Headphones have a funny way of dividing themselves into categories based on things other than sound quality. Planning to take them on sweaty workouts? You should get wireless earbuds, which are small and portable. Looking to work from home without the tiny tots in your life screaming into your morning emails? Try something with noise-canceling tech. Playing video games? You’ll want something with a built-in mic.
But what if all you care about is the best possible sound? For that, you’ll want the Audeze LCD-1, a $400 pair of planar magnetic headphones that bring expensive, audiophile-grade sound within the realm of possibility for the middle class. If you’re missing the live sounds of your favorite bands, and you don’t have the budget to spring for a fancy speaker system and all the associated accessories, the LCD-1 are the next best thing. You can plug them straight into your laptop too, no fancy headphone amp required.
Most headphones use something akin to a piston to create sound. Magnets pull on a coil attached to a diaphragm, creating sound in a way that’s similar to traditional speakers. Planar magnetic headphones, however, place two strong magnets on either side of an ultrathin diaphragm that vibrates to create sound.

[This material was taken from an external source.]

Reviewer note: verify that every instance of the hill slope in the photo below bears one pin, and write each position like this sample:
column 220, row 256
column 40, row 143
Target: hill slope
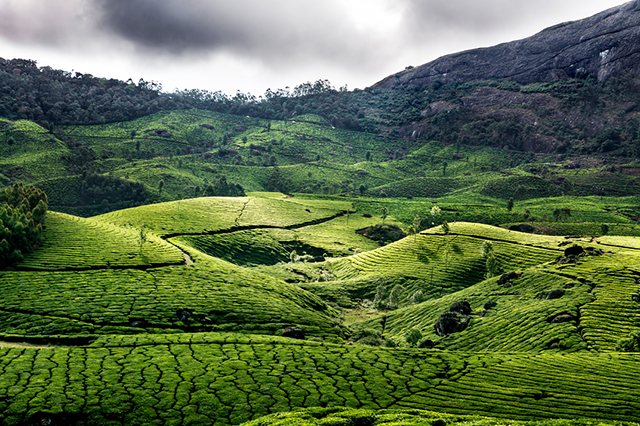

They’re pricier to manufacture and typically require more amplifier power to provide the same volume, but they’re favored by audiophiles for their flatter overall frequency response and deeper bass.
Open-backed headphones like the LCD-1 aren’t sealed off from the outside world, so they don’t make your ears feel as isolated as traditional, closed-back headphones. Add to that the planar magnetic drivers, which typically create a bit more of a vivid soundstage than audiophile-grade dynamic driver headphones, and you feel super immersed in the music.
Up until a few years ago, you’d have to drop close to $1,000 on open-backed, planar headphones like these. A comfortable, foldable model that could be driven by most laptops and cellphones (with a relevant adapter) was, as far as I’m aware, unheard of.
Audeze can make affordable planar magnetic headphones because it has made much more expensive pairs before (at least, that’s one of the reasons). The company has long been considered by audiophile nerds (anyone that routinely browses the r/headphones subreddit) to be among the best in the business.
Much of the high-end tech and manufacturing process has trickled down into the LCD-1, which are some of the most affordable headphones Audeze has ever sold. They’re made in the same California facility as their bigger brothers, with the same excellent low-impedance driver technology on-board. Unlike other planar headphones, these can be powered by most normal laptops, tablets, and phones (usually, you need a separate headphone amp).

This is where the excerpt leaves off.